Should you continue following your dreams or accept defeat and “grow up” into a conventional adulthood with a steady job, marriage, and comfortable home? The hero of Lim Jung-eun’s Our Midnight (아워 미드나잇) is reluctant to give up on his acting dreams while his friends look down on him in bemusement, all secretly miserable in the regular corporate careers they’ve opted for partly for practical reasons but also because of intense social pressure. Meanwhile, across town a young woman finds herself dealing with the other side of the same problem struggling under the weight of patriarchal norms in which it becomes impossible to separate the personal and the professional. Approaching the same bridge from opposite directions, the pair of youngsters begin to find a sense of peace in shared anxiety emerging from the heavy gloom of a midnight city into a brighter light of day.
Now in his 30s, Jihoon (Lee Seung-hun) is still an “aspiring” actor trapped in exploitative part-time work in which he has to actively fight to be paid the money he is rightfully owed. He finds himself hanging out in the old rehearsal room from his student days as if nothing had changed in the decade since he graduated. Meanwhile, his nine-year relationship with Areum (Han Hae-in) which began when they were both student actors is about to come to an abrupt end. She’s already “grown up” with a regular job earning real money and is sick of Jihoon’s fecklessness. Areum wants to get married and settle down, but not with Jihoon. Approaching another uni friend now apparently a civil servant (Lim Young-woo), Jihoon is offered a strange new job which ironically reflects the pressures of the world in which he lives. In order to combat Seoul’s notoriously high suicide rate, an experimental programme is being set up in which a squad of samaritans will patrol the local bridges overnight looking for people who seem to be in distress and may be thinking of taking their own lives.

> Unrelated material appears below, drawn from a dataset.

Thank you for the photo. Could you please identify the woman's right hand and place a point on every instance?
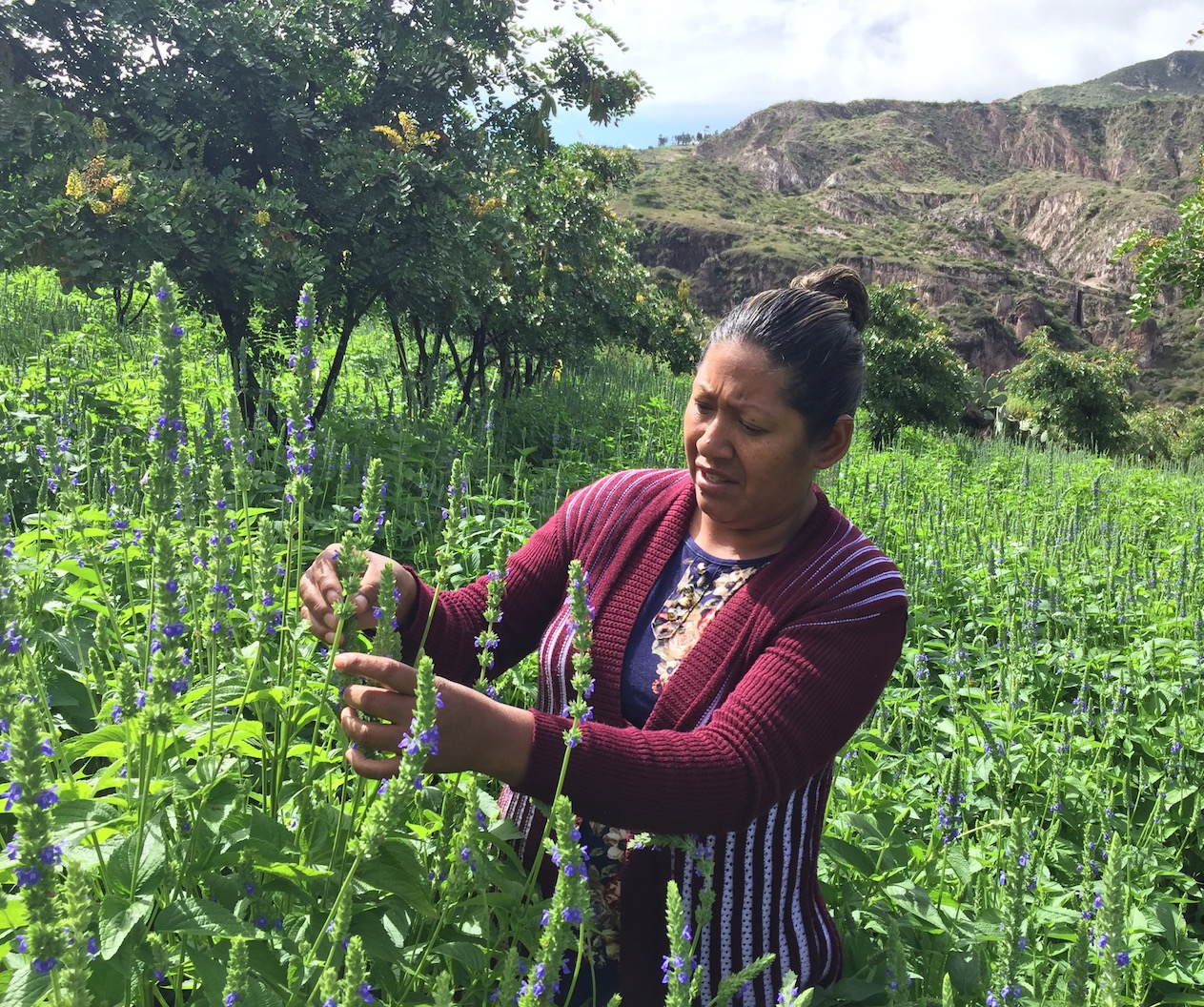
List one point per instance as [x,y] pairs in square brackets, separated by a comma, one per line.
[321,589]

As one of the other employees points out, if you’re in a dark place perhaps the last thing you want is some guy turning up with a series of platitudes about how you’ll feel better in the morning but all Jihoon has to do is wander round at night so he might as well give it a try. His new role, however, may also feed into his hero complex while allowing him the opportunity to rehearse for real life in the streets. It’s on one nighttime voyage that he first encounters Eunyoung (Park Seo-eun) as she collapses on the bridge after mournfully peering out over the edge. As he later discovers, Eunyoung is a lower grade office worker who is facing workplace discrimination and career insecurity after experiencing domestic violence in her relationship with a co-worker. After reporting the matter to the police, she finds her own job in jeopardy, the older male bosses concluding she is the one at fault for causing embarrassment by dragging this taboo matter into the light while her abuser presumably gets a free pass to continue his career without further penalty.

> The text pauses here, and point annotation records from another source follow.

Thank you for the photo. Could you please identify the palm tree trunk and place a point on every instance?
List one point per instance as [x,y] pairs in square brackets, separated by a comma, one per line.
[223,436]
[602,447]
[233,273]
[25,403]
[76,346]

In any case, it seems that Jihoon’s friends aren’t faring much better in the world of work, one lamenting that Jihoon has it made because he’s living the way he chooses while another exclaims that his life is about to end because he’s getting married. In a coffee shop, he overhears a cynical businessman on the phone to his boss about scapegoating a middle-aged woman for a workplace mistake presumably to avoid keeping her on the books. Still in his hero mode, Jihoon eventually decides to say something and let the woman know she’s being manipulated, but his intervention is of little use. Like Eunyoung, the woman realises her lack of agency in the corporate hierarchy and accepts that she’s losing her job whatever happens so she might as well take the blame with the money. After all, she’s unlikely to find another position very easily in Korea’s famously difficult employment market.
All in all, it isn’t difficult to understand why so many people are pushed towards ending their own lives, crushed by the various pressures of Hell Joseon. Yet through their midnight walk through the strangely empty streets the pair begin to generate a kind of solidarity, literally role playing their way out of mutual despair as they each stand up to those who try to keep them down be it an abusive partner and internalised shame or dismissive friends and family who disapprove of those who refuse to follow the accepted path to conventional success. A black and white odyssey through a depressed city, Our Midnight throws up its strangely colourful title card in a vibrant yellow and purple at the half hour mark, allowing its wandering heroes finally to board the train out of despair through mutual acceptance crossing the bridge together into a brighter, less oppressive existence.
Our Midnight streamed as part of the Glasgow Film Festival.